You can add LoRAs to your W\&B account and start using them with two methods:

<Tabs>
  <Tab title="Upload a LoRA you trained elsewhere">
    Upload your own custom LoRA directory as a W\&B artifact. This is perfect if you've trained your LoRA elsewhere (local environment, cloud provider, or partner service).

    This Python code uploads your locally stored LoRA weights to W\&B as a versioned artifact. It creates a `lora` type artifact with the required metadata (base model and storage region), adds your LoRA files from a local directory, and logs it to your W\&B project for use with inference.

    ```python theme={null}
    import wandb

    run = wandb.init(entity=WB_TEAM, project=WB_PROJECT)

    artifact = wandb.Artifact(
        "qwen_lora",
        type="lora",
        metadata={"wandb.base_model": "OpenPipe/Qwen3-14B-Instruct"},
        storage_region="coreweave-us",
    )

    artifact.add_dir("<path-to-lora-weights>")
    run.log_artifact(artifact)
    ```

    ### Key Requirements

    To use your own LoRAs with Inference:

    * The LoRA must have been trained using one of the models listed in the [Supported Base Models section](#supported-base-models).
    * A LoRA saved in PEFT format as a `lora` type artifact in your W\&B account.
    * The LoRA must be stored in the `storage_region="coreweave-us"` for low latency.
    * When uploading, include the name of the base model you trained it on (for example, `meta-llama/Llama-3.1-8B-Instruct`). This ensures W\&B can load it with the correct model.
  </Tab>

  <Tab title="Train a new LoRA with W&B">
    Train a new LoRA with [Serverless RL](/serverless-rl). Your LoRA automatically becomes a W\&B artifact that you can use directly.
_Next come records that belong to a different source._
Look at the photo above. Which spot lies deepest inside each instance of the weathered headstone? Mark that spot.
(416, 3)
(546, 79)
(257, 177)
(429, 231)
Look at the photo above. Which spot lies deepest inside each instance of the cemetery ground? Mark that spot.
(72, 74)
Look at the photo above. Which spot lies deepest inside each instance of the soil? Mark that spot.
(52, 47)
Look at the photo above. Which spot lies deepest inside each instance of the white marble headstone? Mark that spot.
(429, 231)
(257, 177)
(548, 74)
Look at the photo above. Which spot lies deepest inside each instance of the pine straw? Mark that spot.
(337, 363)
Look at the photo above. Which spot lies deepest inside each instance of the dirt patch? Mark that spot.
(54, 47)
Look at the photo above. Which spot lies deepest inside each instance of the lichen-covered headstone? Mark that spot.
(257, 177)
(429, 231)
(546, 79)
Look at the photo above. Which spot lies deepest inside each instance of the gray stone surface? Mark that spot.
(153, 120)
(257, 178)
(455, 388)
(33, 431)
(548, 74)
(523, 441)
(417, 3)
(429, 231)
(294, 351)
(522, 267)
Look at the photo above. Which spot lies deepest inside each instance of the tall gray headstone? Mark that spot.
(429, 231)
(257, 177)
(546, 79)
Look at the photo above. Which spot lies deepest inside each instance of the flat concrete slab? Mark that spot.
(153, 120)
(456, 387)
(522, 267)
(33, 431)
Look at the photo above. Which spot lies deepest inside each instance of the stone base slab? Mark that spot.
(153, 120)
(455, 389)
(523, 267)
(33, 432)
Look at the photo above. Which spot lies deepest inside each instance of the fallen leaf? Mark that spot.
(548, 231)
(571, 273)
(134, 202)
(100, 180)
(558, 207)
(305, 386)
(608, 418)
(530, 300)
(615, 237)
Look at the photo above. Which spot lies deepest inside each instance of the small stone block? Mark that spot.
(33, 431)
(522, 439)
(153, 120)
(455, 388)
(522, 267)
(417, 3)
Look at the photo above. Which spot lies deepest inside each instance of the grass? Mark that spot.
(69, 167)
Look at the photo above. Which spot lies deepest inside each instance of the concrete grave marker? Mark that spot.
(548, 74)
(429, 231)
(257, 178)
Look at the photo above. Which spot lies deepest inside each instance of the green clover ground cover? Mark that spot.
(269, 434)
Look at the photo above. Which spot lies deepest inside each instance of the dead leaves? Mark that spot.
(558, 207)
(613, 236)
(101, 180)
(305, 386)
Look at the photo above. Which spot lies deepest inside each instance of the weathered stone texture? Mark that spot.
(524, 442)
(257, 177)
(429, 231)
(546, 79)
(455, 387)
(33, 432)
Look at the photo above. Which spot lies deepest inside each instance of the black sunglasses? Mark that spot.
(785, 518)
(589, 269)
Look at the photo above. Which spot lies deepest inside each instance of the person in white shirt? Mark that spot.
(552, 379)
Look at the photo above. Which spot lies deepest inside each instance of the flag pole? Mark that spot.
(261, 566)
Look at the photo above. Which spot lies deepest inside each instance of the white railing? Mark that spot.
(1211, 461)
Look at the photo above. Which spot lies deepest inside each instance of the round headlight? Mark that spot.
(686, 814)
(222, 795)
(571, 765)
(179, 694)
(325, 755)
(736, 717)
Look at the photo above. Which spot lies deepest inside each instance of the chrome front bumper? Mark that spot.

    For detailed information on how to train your own LoRA, see [OpenPipe's ART quickstart](https://art.openpipe.ai/getting-started/quick-start).

    Once training is complete, your LoRA is automatically available as an artifact.
  </Tab>
</Tabs>

Once your LoRA has been added to your project as an artifact, use the artifact's URI in your inference calls, like this:

```python theme={null}
# After training completes, use your artifact directly
model_name = f"wandb-artifact:///{WB_TEAM}/{WB_PROJECT}/your_trained_lora:latest"
```

## Supported Base Models

Inference currently supports the following LLMs (use the exact strings in `wandb.base_model`). More models coming soon:

| Model ID (for API usage)            | Maximum LoRA Rank |
| ----------------------------------- | ----------------- |
| `meta-llama/Llama-3.1-70B-Instruct` | 16                |
| `meta-llama/Llama-3.1-8B-Instruct`  | 16                |
| `openai/gpt-oss-120b`               | 64                |
| `OpenPipe/Qwen3-14B-Instruct`       | 16                |
| `Qwen/Qwen3-30B-A3B-Instruct-2507`  | 16                |

## Pricing

Serverless LoRA Inference is simple and cost-effective: you pay only for storage and the inference you actually run, rather than for always-on servers or dedicated GPU instances.

* [**Storage**](https://wandb.ai/site/pricing/) - Storing LoRA weights is inexpensive, especially compared to maintaining your own GPU infrastructure.
* **Inference usage** - Calls that use LoRA artifacts are billed at the same rates as [standard model inference](/inference/usage-limits#account-tiers-and-default-usage-caps). There are no extra fees for serving custom LoRAs.